BRICs go into battle: Russia vs Turkey

Round two: who wins in Eurasia?

In each issue this term, The Gateway is pitching one of the four BRIC economies - Brazil, Russia, India and China - against one of the second tier of emerging markets nations. Which country has the brightest future? We'll try to decide.

This week the BRIC everyone loves to hate, Russia, takes on the young Turks.

Turkish delight

"Turkey is Europe's BRIC" exclaimed an excited David Cameron after a recent trip to the Turkish capital Ankara. He seems to have ignored the fact that Europe includes at least part of one of the four original BRIC states - Russia. But, his sentiments underline Turkey's growing standing in the world economic order.

This once impoverished backwater between southeastern Europe and Asia has recently found its way onto investors' radars thanks to a combination of factors. Firstly, the country boasts a substantial population of just under 80 million people, making it the third most populous state in Europe after Russia and Germany, and offering both a considerable consumer market and a large workforce. What's more, its population is young, with an average age of just 28, compared with the European Union (EU) average of 39. The country also boasts a thriving banking sector, which has profited from a growing need for corporate and consumer financial services in the country and the surrounding region.

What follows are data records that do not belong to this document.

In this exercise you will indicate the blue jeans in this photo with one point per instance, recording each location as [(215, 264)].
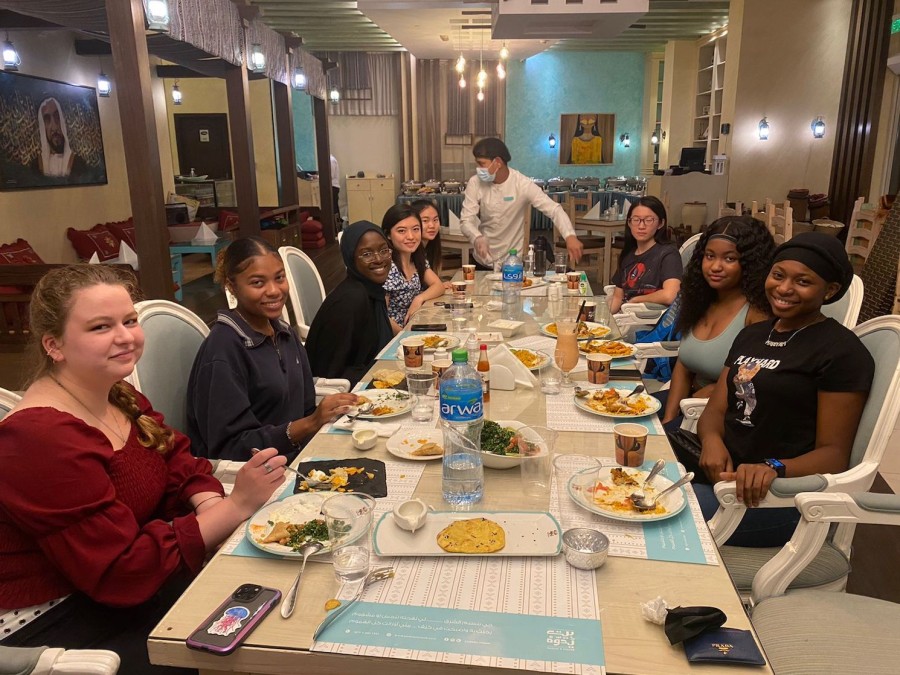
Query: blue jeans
[(759, 527)]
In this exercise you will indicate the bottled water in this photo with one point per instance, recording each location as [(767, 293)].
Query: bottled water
[(462, 416), (513, 276)]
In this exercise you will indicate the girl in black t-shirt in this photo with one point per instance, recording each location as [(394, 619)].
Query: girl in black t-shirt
[(650, 268), (791, 394)]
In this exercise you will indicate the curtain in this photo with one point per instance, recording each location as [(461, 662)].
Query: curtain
[(369, 83), (428, 108)]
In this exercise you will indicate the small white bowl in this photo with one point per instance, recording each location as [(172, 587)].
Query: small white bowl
[(364, 439), (506, 327)]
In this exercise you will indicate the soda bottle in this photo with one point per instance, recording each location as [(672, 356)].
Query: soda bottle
[(513, 276), (484, 369), (462, 417)]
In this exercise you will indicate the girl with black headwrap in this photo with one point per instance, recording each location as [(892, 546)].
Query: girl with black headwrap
[(791, 394), (352, 325)]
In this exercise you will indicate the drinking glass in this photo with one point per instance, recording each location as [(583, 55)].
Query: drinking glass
[(349, 520), (566, 355)]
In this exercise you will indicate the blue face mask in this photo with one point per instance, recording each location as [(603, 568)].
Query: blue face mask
[(484, 175)]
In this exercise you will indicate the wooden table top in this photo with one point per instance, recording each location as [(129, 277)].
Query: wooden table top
[(631, 644)]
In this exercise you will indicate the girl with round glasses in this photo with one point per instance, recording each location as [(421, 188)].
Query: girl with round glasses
[(649, 268), (352, 325)]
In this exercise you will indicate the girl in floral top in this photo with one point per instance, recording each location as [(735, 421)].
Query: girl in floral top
[(411, 281)]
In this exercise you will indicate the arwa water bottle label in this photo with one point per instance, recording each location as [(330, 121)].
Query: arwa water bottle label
[(462, 404)]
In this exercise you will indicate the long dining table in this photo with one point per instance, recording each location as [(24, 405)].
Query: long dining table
[(606, 602)]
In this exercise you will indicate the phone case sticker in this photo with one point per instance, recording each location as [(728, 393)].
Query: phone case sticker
[(230, 622)]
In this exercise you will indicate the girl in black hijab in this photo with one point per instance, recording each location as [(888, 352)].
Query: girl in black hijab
[(352, 325)]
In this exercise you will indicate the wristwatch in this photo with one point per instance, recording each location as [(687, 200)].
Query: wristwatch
[(777, 465)]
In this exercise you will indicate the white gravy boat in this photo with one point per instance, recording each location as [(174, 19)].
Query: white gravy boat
[(410, 515)]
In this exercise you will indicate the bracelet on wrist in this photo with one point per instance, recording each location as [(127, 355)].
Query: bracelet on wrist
[(208, 499)]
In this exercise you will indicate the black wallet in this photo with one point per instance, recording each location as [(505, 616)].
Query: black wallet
[(724, 645)]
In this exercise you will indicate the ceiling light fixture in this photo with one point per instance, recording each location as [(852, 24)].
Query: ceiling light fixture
[(11, 58), (157, 12), (257, 58), (818, 127)]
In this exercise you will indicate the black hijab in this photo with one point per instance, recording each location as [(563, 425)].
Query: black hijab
[(349, 242)]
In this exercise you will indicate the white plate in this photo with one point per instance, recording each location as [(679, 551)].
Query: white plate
[(259, 525), (653, 405), (543, 359), (492, 461), (401, 401), (584, 344), (579, 489), (590, 324), (403, 443), (527, 534)]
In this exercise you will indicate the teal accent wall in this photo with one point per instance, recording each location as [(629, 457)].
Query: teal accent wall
[(550, 84), (304, 131)]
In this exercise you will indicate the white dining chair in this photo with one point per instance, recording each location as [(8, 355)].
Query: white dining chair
[(305, 287), (881, 337), (809, 632)]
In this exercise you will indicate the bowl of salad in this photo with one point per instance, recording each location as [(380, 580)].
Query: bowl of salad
[(498, 445)]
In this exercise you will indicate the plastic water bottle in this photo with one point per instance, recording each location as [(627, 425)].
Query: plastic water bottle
[(462, 417), (513, 276)]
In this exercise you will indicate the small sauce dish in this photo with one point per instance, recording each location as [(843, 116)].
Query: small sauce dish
[(411, 514), (364, 439)]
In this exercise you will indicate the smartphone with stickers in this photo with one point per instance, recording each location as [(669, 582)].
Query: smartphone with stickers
[(234, 619)]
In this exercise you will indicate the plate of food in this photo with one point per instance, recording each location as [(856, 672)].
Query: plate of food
[(615, 348), (386, 378), (419, 445), (385, 403), (498, 449), (617, 403), (282, 527), (587, 330), (530, 359), (451, 533), (607, 492)]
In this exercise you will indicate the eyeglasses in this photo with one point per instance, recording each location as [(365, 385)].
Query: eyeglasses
[(367, 256), (646, 220)]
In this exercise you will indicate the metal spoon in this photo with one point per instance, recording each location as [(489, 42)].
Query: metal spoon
[(375, 575), (650, 504), (640, 493), (290, 598)]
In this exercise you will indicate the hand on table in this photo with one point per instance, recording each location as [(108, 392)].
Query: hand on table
[(753, 481)]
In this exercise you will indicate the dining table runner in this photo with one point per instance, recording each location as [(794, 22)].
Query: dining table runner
[(683, 538), (564, 415), (520, 613), (402, 479)]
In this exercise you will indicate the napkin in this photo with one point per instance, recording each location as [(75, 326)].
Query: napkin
[(383, 429), (501, 356), (204, 235), (127, 256)]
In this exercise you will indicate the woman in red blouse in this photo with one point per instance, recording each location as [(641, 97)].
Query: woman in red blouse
[(104, 513)]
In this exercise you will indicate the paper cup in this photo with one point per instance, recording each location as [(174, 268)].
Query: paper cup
[(413, 352), (631, 442), (598, 368)]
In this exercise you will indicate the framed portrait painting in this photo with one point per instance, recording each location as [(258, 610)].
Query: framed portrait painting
[(587, 138), (49, 134)]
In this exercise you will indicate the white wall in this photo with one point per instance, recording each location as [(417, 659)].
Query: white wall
[(790, 70)]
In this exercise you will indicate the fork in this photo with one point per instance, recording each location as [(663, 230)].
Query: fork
[(375, 575)]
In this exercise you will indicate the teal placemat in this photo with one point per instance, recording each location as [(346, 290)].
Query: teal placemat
[(454, 631)]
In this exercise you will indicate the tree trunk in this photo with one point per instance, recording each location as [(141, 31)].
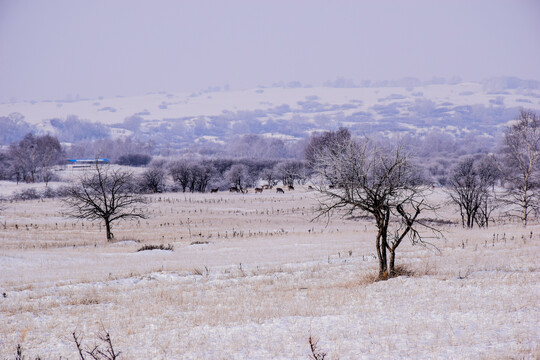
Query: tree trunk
[(391, 271), (110, 235), (382, 225)]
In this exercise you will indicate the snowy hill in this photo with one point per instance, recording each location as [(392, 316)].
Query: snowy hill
[(289, 112)]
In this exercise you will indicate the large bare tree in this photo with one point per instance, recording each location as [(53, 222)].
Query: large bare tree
[(104, 194), (380, 181), (521, 159)]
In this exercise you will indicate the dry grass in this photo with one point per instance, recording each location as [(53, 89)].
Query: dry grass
[(250, 275)]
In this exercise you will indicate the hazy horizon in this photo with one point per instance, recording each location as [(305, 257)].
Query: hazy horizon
[(60, 49)]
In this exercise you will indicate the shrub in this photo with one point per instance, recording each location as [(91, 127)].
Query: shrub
[(134, 160), (168, 247)]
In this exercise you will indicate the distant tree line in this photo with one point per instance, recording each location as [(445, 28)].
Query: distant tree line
[(471, 169)]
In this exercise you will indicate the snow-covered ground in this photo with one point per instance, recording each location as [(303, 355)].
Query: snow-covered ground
[(291, 112), (251, 277)]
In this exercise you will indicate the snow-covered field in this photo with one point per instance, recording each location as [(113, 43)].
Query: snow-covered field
[(251, 277)]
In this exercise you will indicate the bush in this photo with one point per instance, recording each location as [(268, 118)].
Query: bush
[(27, 194), (134, 160)]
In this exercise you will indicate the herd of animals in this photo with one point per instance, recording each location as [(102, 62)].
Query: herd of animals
[(257, 190)]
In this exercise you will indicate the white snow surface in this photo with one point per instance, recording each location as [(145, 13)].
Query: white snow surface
[(261, 295)]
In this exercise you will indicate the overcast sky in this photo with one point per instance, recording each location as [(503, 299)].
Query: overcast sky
[(58, 48)]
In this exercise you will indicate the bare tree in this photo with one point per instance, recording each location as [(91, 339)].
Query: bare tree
[(181, 173), (270, 176), (238, 176), (465, 189), (378, 181), (106, 195), (291, 171), (521, 159), (33, 156), (152, 179)]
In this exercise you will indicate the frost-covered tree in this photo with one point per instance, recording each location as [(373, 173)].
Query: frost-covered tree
[(106, 195), (521, 163), (471, 187), (376, 180), (238, 176)]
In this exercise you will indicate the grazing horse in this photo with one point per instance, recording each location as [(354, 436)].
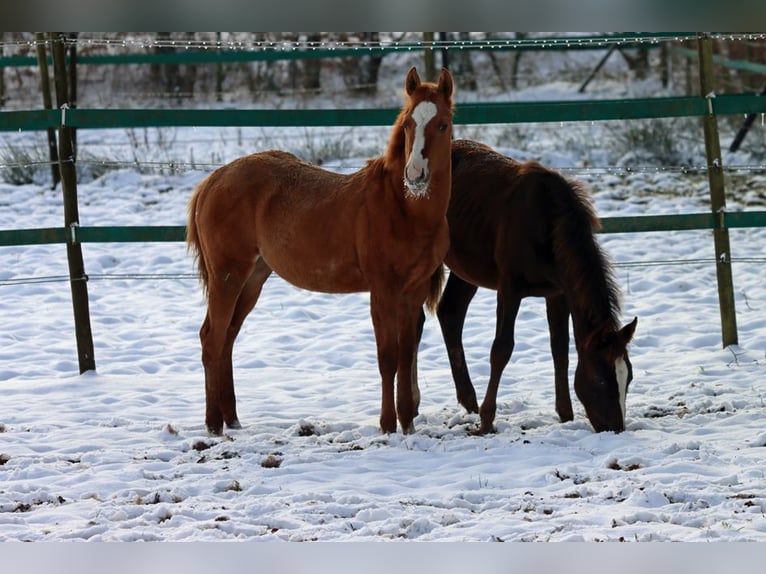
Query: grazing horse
[(526, 231), (382, 229)]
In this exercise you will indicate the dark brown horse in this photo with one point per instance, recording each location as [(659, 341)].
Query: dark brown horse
[(382, 229), (526, 231)]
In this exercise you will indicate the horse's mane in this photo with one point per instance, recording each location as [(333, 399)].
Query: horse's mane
[(585, 267)]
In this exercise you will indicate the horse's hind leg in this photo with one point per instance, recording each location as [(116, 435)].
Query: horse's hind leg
[(248, 297), (451, 313), (557, 312), (228, 300)]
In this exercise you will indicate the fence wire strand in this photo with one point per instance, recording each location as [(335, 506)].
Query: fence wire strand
[(194, 277)]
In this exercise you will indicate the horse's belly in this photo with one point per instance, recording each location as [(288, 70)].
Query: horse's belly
[(323, 275)]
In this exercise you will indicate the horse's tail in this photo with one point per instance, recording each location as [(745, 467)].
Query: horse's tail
[(435, 292), (192, 238)]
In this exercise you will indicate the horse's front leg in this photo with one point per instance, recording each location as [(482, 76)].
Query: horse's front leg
[(451, 313), (508, 302), (557, 312), (407, 392), (415, 387), (384, 323)]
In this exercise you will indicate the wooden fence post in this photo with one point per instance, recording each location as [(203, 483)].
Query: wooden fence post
[(717, 196), (77, 277)]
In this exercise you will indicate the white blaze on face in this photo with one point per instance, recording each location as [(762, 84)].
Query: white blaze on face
[(416, 170), (621, 373)]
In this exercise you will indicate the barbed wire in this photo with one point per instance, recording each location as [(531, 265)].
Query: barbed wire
[(194, 277), (306, 44), (186, 166)]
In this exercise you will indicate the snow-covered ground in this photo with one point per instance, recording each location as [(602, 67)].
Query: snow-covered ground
[(122, 454)]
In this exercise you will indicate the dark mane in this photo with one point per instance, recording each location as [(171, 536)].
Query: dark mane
[(585, 267)]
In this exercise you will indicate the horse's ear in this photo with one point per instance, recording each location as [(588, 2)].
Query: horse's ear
[(445, 83), (412, 82), (627, 332)]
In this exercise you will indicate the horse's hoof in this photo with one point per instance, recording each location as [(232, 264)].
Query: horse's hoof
[(387, 428), (483, 430)]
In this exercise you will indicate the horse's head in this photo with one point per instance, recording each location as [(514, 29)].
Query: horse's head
[(602, 377), (426, 121)]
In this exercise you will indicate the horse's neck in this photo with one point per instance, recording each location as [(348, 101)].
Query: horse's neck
[(592, 306)]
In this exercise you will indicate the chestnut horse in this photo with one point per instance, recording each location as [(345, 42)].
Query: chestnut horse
[(526, 231), (382, 229)]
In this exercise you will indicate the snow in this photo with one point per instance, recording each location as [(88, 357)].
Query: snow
[(121, 454)]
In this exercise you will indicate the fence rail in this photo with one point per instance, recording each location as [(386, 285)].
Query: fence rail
[(707, 105), (476, 113)]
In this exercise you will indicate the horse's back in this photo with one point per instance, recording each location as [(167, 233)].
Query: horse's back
[(298, 217), (502, 215)]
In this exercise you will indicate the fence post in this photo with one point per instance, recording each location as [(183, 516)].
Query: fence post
[(77, 277), (717, 196), (428, 54), (45, 86)]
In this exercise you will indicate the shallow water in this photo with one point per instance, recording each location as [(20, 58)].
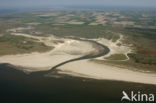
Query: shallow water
[(18, 87)]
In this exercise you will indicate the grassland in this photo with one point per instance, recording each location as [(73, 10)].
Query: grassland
[(11, 44)]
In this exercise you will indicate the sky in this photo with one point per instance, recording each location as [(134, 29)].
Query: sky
[(44, 3)]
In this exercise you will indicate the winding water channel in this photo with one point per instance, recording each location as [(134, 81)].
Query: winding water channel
[(105, 51)]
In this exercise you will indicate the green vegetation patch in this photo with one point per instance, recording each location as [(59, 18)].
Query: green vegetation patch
[(11, 44), (143, 59), (84, 31), (117, 57)]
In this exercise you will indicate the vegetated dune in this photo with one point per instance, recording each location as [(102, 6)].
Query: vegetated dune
[(67, 50)]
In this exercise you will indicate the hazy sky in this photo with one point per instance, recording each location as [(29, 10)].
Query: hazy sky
[(42, 3)]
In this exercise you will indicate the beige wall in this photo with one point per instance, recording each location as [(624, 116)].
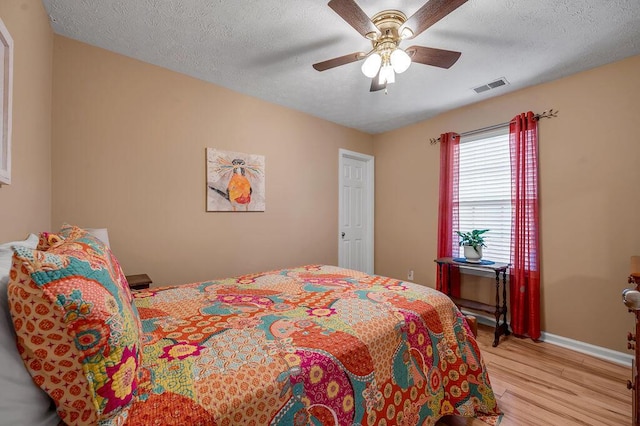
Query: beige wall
[(129, 145), (25, 205), (589, 191)]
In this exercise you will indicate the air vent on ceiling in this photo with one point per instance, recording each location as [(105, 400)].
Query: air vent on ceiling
[(493, 85)]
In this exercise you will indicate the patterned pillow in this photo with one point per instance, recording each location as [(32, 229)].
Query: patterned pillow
[(78, 333)]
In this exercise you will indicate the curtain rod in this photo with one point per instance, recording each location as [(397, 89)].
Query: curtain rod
[(545, 114)]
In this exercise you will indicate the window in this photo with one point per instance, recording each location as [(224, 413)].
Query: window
[(485, 190)]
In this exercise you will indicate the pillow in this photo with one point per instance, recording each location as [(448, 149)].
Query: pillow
[(78, 333), (21, 401)]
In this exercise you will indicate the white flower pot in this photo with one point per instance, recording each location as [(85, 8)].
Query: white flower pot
[(472, 255)]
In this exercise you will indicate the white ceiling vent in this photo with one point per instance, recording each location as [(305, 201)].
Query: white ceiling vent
[(493, 85)]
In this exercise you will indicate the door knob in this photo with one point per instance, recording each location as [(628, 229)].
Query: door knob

A sign of just how far Turkey has progressed in recent years is that the country is on track to be accepted into the EU within the coming decade, a development which appeared laughable when the government first made the application to join the union in 1987, such was the perilous state of the country's finances.

Acceptance into the EU would provide Turkey with a platform from which to bring itself on par with its western European neighbours. In order for this to happen, however, the country must undergo a series of economic reforms which will allow it to meet the requirements of EU entry. One of the hardest tasks has been taming the country's historically high levels of inflation, with policymakers setting a medium term target of 5 per cent per year. As the Bank of England is only too aware, meeting inflation targets without undermining economic growth rarely proves easy.

From Russia with(out) love

Whichever way you look at it, Russia must be considered one of the world's major economic success stories of the past decade. From the crumbling heap that was the old Soviet Union, the country has reinvented itself as a capitalist haven and a hotbed of entrepreneurship. Much of the country's economic progress in recent years can be attributed to the process of privatisation of state enterprises at the end of the Communist era. In particular, the takeover of Russia's plentiful oil and gas reserves by private investors has allowed the country to market its resources effectively on an international level, paving the way for incredible economic growth as global energy prices have sky-rocketed. Reinvestment in the hydrocarbons industry has seen the country's resources grow, along with production levels. Russia now has the world's second largest oil reserves after Saudi Arabia, giving it an enviable position as the main energy supplier to western Europe.

Criticism of Russia's new-found economic strategy has not been lacking, however, and the country's Achilles heel remains endemic corruption in both business and politics. The result has been a growing level of economic disparity across Russian society. While an elite class of the nouveau riche has established itself in the major cities, the standard of living for many Russians has actually fallen since the fall of the Soviet Union. As such, despite its new-found economic and political power, Russia can still be said to display more in common with many developing nations than the West, which is perhaps why those such as Cameron still fail to recognise the continent's largest state as a "European" country.

Verdict: Turkey's future looks brighter

It's a contentious verdict, but it can be argued that Turkey has more in its armoury to establish itself as a longterm global economic force. That its chances of joining the EU are greater than Russia's has never been in doubt, but it's the relative sophistication of the country's economy that gives it the edge over its Soviet neighbour. While Russia's economic growth depends overwhelmingly on its ability to harness its considerable oil and gas reserves, Turkey boasts a more diverse economy, based on services such as banking as well as manufacturing. Add to these advantages the youth and dynamism of Turkey's population, and its future looks even more rosy.